Reputation: 1461
Need help in understanding how memory utilization is calculated while running a container.
say we have a container that is based of Ubuntu 18.04, which we are running inside another Ubuntu 18.04, rather same OS. with following options -
docker run -it -p 8080:8080 --cpus 2 --memory 2048m
Now the question here is, the same process when we run in our local machine with containers, it works perfectly fine with out OOM.. however, the very moment we put the same container and process in google cloud run, the container goes Out Of memory. So the question here is
and is there a way we can tackle this issue by changing our system to any other platform while running on cloudrun?
Upvotes: 4
Views: 1268
Reputation: 45282
As @Dustin said, if you write/modify files to the local disk on Cloud Run, it will count towards your available memory. This is most likely the problem.
However, if your code (or modules you import, such as Google Cloud Client libraries) follows different code paths on your laptop vs deployed app, that might be the reason of the OOMs as well.
Containers do not run operating systems. Your container image being based off of an ubuntu:18.10
image doesn't provide a memory optimization (or make use of shared dynamic library cache).
It just makes your app use the binaries and dynamic libraries available on that base image, and use that distro's package manager. Similarly, you have no control over the host machine Cloud Run runs your containers on.

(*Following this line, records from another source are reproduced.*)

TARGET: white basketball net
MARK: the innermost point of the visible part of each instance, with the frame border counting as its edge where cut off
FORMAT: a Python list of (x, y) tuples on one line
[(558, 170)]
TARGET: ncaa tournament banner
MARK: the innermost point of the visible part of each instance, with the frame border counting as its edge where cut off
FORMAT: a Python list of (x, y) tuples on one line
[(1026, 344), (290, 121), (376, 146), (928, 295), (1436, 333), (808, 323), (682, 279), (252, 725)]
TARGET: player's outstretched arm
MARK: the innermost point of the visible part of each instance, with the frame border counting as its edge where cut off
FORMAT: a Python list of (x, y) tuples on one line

Also note that current memory limitation on Cloud Run is 2 GB, however this will soon be increased to something like 4 GB.
Upvotes: 4
Reputation: 21570
Without seeing any details about your image or application, it's hard to say for sure, but one big difference between Cloud Run and your local machine is that on Cloud Run, memory and "on disk" files consume the same quota.
From https://cloud.google.com/run/docs/tips/general#deleting_temporary_files:
In the Cloud Run (fully managed) environment disk storage is an in-memory filesystem. Files written to disk consume memory otherwise available to your service, and can persist between invocations. Failing to delete these files can eventually lead to an out-of-memory error and a subsequent cold start.